Neutral theory in community ecology and the hypothesis of functional equivalence
Hubbell, SP
Vol.19, No. 1 (2005)
Selected by: Charles Fox and Alan Knapp

Here's the second paper to be selected by two Editors. Chuck says "In this paper, Hubbell discusses "the empirical observations that led me to question my own long-held beliefs about the assembly rules for ecological communities" and which led to his classic, albeit controversial, 2001 book on neutral theory and biodiversity. Hubbell reflects on how his ideas developed over many years as he tried to reconcile outcomes of research on species diversity and niche differentiation with, e.g., classic niche theory."
Alan says "A well written and thought provoking forum paper on a controversial topic. The reflective and open-minded tone at the end is quite enjoyable."

Volume 21 - 30

Nutrition, ecology and nutritional ecology: toward an integrated framework
Raubenheimer, D., Simpson, S. J., & Mayntz, D.
Vol.23, No. 1 (2009)
Selected by: Charles Fox

Looking to the future of nutritional ecology now, as Chuck explains "Raubenheimer et al discuss the need for a general conceptual framework for nutritional ecology. They propose a Geometric Framework that considers the key relationships among relevant variables in nutritional ecology. Though it is too early to know for certain whether this framework will have long-lasting influence, the wide diversity of submissions to this journal that use, or at least discuss, the Geometric Framework, suggest that Raubenheimer et al's approach will have is being widely adopted."

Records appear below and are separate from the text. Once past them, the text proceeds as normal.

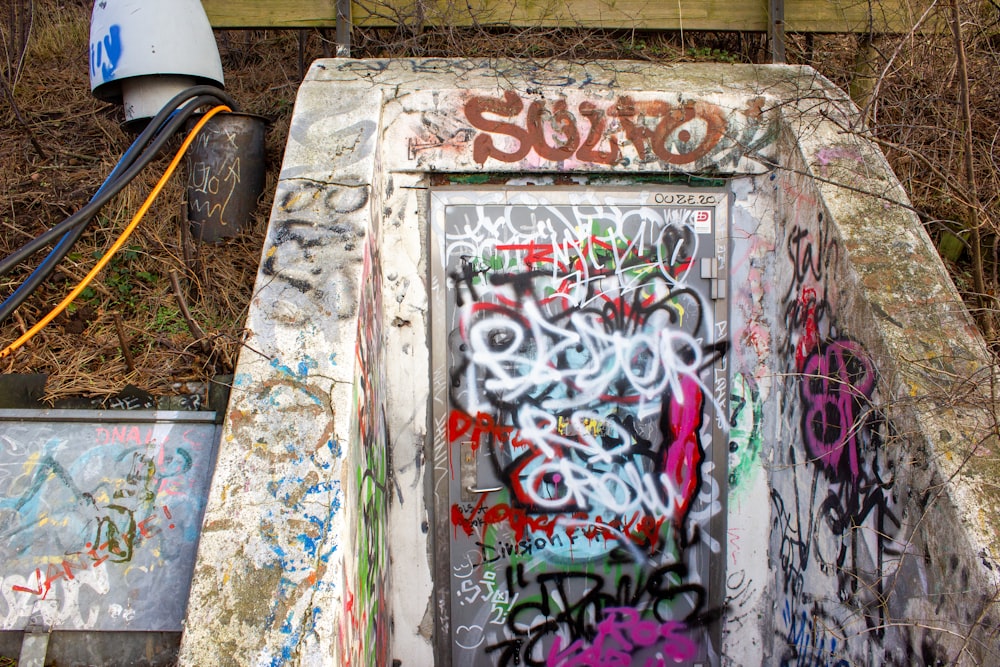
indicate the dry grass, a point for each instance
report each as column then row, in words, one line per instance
column 81, row 351
column 915, row 115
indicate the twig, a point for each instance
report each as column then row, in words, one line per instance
column 124, row 343
column 983, row 315
column 196, row 330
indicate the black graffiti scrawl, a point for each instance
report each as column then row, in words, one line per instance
column 580, row 362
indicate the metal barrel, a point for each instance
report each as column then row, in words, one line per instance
column 225, row 167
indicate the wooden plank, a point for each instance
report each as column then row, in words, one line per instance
column 717, row 15
column 271, row 13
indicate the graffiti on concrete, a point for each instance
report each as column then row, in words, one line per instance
column 511, row 127
column 365, row 639
column 836, row 526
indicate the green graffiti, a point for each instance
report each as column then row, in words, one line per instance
column 744, row 431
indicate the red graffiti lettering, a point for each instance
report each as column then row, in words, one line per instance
column 460, row 423
column 656, row 130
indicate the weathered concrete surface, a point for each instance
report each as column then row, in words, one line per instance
column 860, row 511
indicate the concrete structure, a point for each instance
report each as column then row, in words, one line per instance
column 577, row 364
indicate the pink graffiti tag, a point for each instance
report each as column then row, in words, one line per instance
column 620, row 635
column 837, row 382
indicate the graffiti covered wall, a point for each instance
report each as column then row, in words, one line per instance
column 504, row 419
column 582, row 357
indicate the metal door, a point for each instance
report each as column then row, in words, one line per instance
column 580, row 383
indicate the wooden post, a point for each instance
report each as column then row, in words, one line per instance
column 343, row 28
column 776, row 29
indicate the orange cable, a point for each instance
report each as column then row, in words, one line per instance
column 120, row 241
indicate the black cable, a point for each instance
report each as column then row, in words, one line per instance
column 89, row 210
column 75, row 225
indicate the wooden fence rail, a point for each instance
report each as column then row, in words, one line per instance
column 821, row 16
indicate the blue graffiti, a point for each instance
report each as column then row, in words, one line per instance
column 106, row 53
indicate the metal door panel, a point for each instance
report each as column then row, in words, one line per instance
column 580, row 378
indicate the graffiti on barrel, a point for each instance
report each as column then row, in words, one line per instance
column 582, row 355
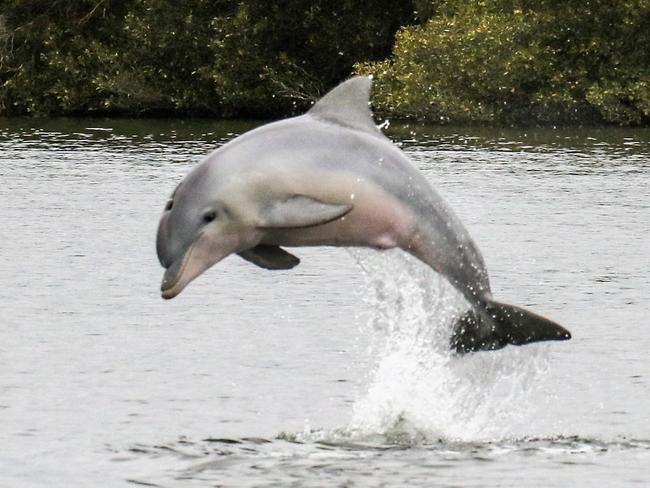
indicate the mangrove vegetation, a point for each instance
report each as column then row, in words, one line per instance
column 439, row 61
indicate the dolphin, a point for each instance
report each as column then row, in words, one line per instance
column 331, row 178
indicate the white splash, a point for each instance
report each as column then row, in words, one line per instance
column 420, row 391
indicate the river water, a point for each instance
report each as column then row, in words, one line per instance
column 334, row 373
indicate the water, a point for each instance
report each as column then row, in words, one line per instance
column 334, row 373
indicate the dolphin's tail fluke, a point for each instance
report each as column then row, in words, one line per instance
column 493, row 325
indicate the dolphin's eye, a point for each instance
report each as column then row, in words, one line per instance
column 209, row 216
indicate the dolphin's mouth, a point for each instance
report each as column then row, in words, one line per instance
column 172, row 283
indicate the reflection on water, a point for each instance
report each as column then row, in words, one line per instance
column 342, row 355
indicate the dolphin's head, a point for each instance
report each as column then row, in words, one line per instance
column 199, row 227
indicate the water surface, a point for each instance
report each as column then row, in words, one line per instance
column 334, row 373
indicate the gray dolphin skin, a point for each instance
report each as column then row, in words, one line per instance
column 331, row 178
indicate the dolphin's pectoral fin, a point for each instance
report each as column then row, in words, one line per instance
column 495, row 325
column 270, row 257
column 302, row 211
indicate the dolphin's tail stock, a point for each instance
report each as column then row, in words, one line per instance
column 492, row 325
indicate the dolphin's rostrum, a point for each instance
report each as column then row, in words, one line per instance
column 330, row 177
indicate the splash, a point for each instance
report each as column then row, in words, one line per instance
column 420, row 391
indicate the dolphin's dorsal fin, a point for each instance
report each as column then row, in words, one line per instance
column 348, row 105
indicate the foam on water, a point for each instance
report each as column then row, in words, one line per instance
column 420, row 391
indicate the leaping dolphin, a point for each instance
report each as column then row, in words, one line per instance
column 331, row 178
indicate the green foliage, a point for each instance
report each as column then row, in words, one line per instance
column 453, row 61
column 521, row 62
column 221, row 57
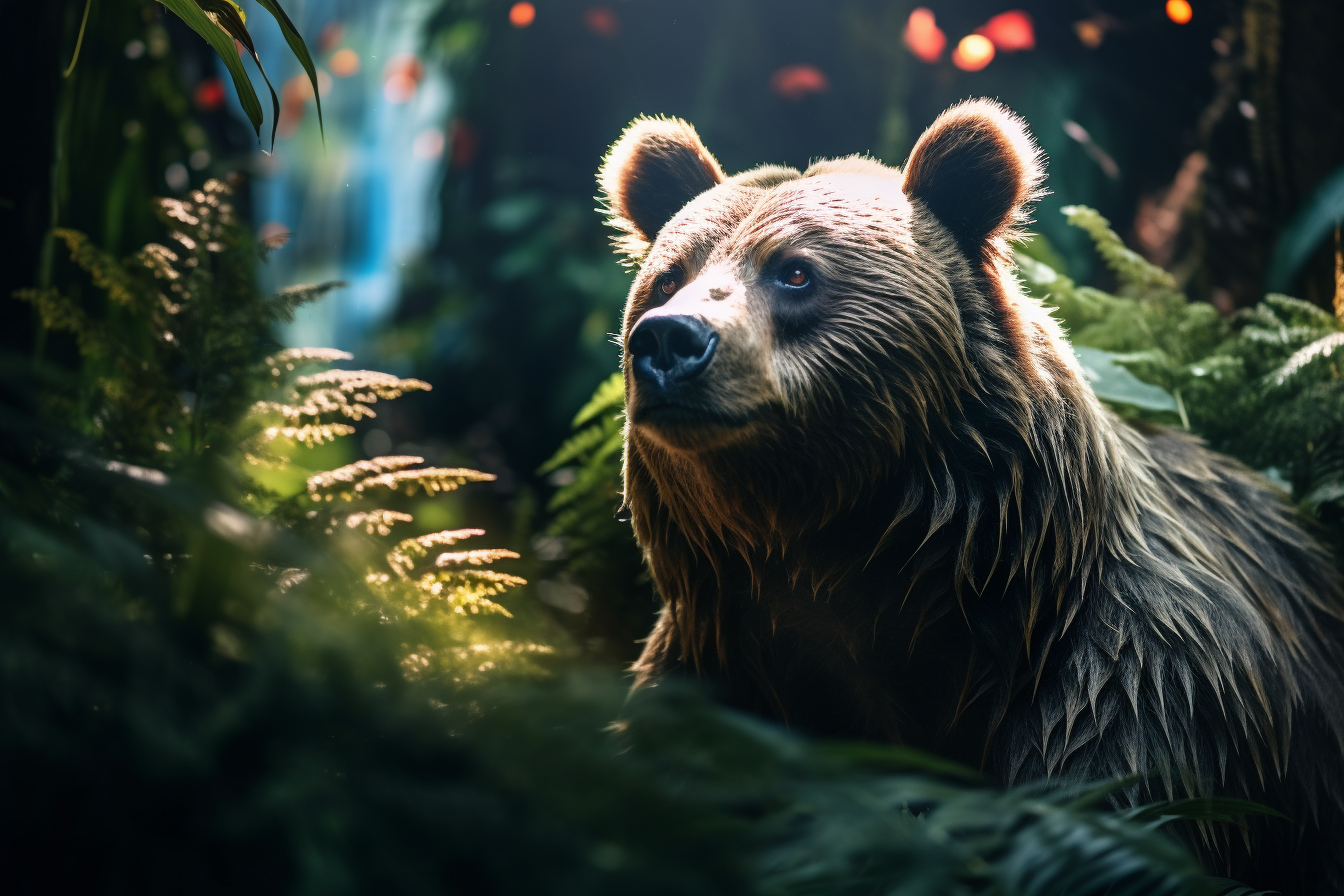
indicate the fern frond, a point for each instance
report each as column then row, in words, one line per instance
column 375, row 521
column 1303, row 357
column 383, row 386
column 105, row 272
column 1130, row 267
column 309, row 434
column 609, row 396
column 292, row 356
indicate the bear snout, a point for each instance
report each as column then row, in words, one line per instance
column 671, row 349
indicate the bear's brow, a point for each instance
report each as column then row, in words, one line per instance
column 848, row 208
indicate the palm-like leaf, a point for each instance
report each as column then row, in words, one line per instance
column 222, row 22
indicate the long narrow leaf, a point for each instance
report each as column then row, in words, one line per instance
column 223, row 45
column 300, row 50
column 229, row 15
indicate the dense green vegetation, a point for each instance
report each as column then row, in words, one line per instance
column 235, row 657
column 208, row 684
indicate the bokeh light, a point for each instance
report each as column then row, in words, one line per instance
column 1010, row 31
column 344, row 62
column 796, row 82
column 429, row 144
column 602, row 22
column 924, row 36
column 973, row 53
column 1090, row 32
column 401, row 78
column 1179, row 11
column 208, row 94
column 520, row 15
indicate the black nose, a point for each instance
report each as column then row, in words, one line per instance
column 671, row 349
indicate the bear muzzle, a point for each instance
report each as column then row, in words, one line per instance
column 668, row 351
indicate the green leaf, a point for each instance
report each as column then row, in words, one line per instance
column 300, row 49
column 1113, row 383
column 1204, row 809
column 1317, row 216
column 229, row 15
column 195, row 18
column 609, row 395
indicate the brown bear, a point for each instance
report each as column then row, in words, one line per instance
column 879, row 500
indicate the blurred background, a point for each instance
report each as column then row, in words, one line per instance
column 452, row 186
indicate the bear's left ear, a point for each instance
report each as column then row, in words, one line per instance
column 976, row 168
column 653, row 169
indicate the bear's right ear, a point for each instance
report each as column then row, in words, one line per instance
column 977, row 169
column 653, row 169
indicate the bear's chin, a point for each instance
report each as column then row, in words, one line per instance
column 690, row 431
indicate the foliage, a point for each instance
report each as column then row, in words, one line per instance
column 588, row 527
column 225, row 688
column 222, row 23
column 183, row 376
column 1260, row 384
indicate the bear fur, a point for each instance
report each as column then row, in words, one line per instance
column 887, row 504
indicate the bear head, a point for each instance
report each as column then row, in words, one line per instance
column 794, row 340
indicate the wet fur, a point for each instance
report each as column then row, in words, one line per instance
column 933, row 533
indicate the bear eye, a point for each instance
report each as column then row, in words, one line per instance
column 794, row 276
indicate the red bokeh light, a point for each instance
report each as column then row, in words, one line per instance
column 520, row 15
column 1010, row 31
column 796, row 82
column 973, row 53
column 208, row 94
column 1179, row 11
column 401, row 77
column 924, row 36
column 602, row 22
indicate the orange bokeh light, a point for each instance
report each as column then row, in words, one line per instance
column 401, row 78
column 208, row 94
column 344, row 62
column 602, row 22
column 520, row 15
column 1010, row 31
column 796, row 82
column 973, row 53
column 1179, row 11
column 924, row 36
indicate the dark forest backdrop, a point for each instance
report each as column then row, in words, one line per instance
column 202, row 688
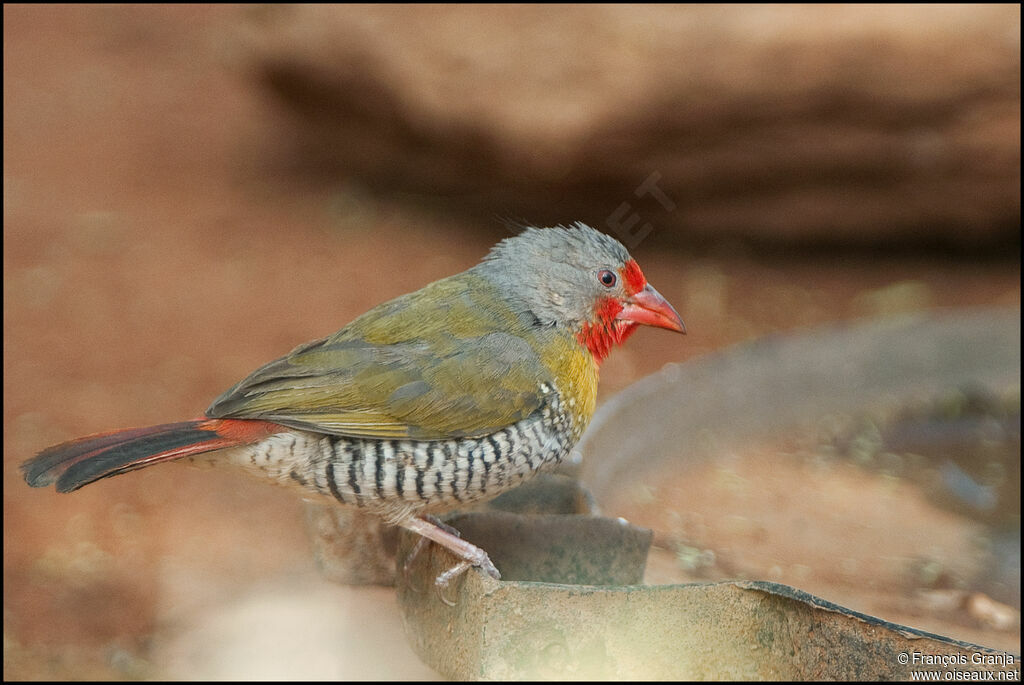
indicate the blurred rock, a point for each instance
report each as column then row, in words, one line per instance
column 827, row 125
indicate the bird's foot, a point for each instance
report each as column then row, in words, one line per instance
column 445, row 536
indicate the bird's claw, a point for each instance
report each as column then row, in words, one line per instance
column 441, row 582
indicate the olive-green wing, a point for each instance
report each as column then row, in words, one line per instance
column 449, row 360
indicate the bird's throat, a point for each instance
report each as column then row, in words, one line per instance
column 606, row 332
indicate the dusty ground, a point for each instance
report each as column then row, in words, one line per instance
column 151, row 260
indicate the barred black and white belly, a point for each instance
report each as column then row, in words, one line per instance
column 400, row 477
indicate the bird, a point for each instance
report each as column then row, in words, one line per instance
column 441, row 397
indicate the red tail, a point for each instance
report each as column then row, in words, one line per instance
column 81, row 462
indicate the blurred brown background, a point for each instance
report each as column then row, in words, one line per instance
column 190, row 191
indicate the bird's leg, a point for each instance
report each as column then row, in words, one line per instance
column 407, row 567
column 470, row 554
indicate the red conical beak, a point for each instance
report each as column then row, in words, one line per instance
column 649, row 308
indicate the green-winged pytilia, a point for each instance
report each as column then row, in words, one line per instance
column 449, row 395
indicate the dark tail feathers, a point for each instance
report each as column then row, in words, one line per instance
column 77, row 463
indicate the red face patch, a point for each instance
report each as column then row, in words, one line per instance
column 601, row 336
column 633, row 277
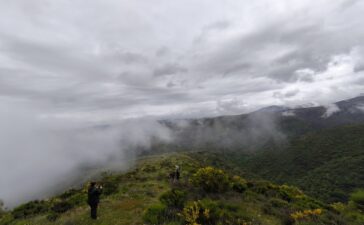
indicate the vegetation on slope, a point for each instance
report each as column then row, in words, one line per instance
column 204, row 195
column 327, row 164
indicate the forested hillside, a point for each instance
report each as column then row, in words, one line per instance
column 205, row 194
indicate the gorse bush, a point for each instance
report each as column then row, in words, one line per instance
column 211, row 180
column 209, row 212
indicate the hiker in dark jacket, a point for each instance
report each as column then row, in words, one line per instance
column 93, row 199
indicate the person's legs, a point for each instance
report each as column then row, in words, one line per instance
column 93, row 211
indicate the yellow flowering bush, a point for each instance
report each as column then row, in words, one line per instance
column 194, row 212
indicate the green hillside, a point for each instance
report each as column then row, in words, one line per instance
column 204, row 195
column 327, row 164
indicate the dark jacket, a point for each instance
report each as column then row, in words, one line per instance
column 93, row 195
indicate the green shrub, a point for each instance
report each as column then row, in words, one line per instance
column 207, row 211
column 174, row 198
column 211, row 180
column 110, row 184
column 30, row 209
column 358, row 198
column 238, row 184
column 155, row 214
column 52, row 216
column 61, row 206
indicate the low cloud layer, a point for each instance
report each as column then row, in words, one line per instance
column 42, row 156
column 68, row 66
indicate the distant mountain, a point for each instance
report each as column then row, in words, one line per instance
column 272, row 124
column 320, row 149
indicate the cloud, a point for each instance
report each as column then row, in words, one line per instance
column 330, row 110
column 110, row 61
column 42, row 156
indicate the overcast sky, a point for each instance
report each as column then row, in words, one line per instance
column 112, row 59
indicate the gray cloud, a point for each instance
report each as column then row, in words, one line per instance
column 110, row 60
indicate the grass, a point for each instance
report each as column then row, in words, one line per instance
column 136, row 191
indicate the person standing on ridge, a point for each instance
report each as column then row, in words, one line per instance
column 177, row 173
column 93, row 198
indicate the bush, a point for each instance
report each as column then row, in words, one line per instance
column 174, row 198
column 207, row 211
column 110, row 184
column 30, row 209
column 52, row 216
column 211, row 180
column 358, row 197
column 155, row 214
column 239, row 184
column 61, row 207
column 2, row 211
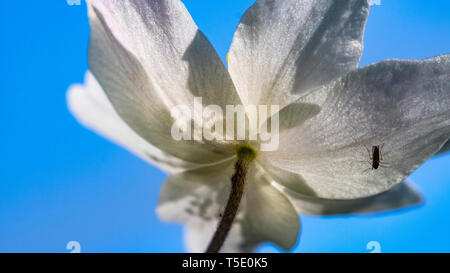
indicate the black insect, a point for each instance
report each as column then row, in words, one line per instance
column 376, row 157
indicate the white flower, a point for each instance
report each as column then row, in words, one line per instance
column 148, row 56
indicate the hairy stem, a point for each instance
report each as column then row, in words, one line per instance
column 237, row 189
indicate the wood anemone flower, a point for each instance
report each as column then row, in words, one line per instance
column 148, row 56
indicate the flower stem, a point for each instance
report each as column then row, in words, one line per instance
column 245, row 156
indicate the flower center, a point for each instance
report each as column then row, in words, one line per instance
column 245, row 152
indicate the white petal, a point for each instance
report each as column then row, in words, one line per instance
column 400, row 196
column 403, row 106
column 89, row 104
column 445, row 148
column 288, row 47
column 198, row 197
column 149, row 57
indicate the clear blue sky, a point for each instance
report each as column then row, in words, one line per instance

The association between body mass, metabolic rates and survival of bank voles
Boratyński, Z. & Koteja, P.
Vol.23, No. 2 (2009)
Selected by: Craig White

This paper is probably included because bank voles are the cutest vole.. or maybe for the reason Craig gives.. "One of very few studies examining the fitness consequences of metabolic variation for free-living animals. Functional Ecology has also published a number of other studies in this broad area that are worthy of a further look (e.g. Boratyński & Koteja 2010; Larivée et al. 2010; Fletcher et al. 2014)."

Xylem hydraulic safety margins in woody plants: coordination of stomatal control of xylem tension with hydraulic capacitance
Meinzer, Frederick C.; Johnson, Daniel M.; Lachenbruch, Barbara; et al.
Vol.23, No. 5 (2009)
Selected by: Alan Knapp

This paper has been cited on average 22 times a year since it was published with citations increasing year on year. Alan explains why he chose it "This is a synthesis of data and ideas resulting in mechanistic generalizations for how trees cope with fluctuations in water. Very relevant to issues of drought tolerance and stomatal regulation today."

Vascular performance of woody plants in a temperate rain forest: lianas suffer higher levels of freeze–thaw embolism than associated trees
Jimenez-Castillo, M. & Lusk, C. H.
Vol.23, No. 2 (2013)
Selected by: Ken Thompson

The final paper in our collection provides an answer to a question that has long puzzled Ken "Why so few temperate lianas?"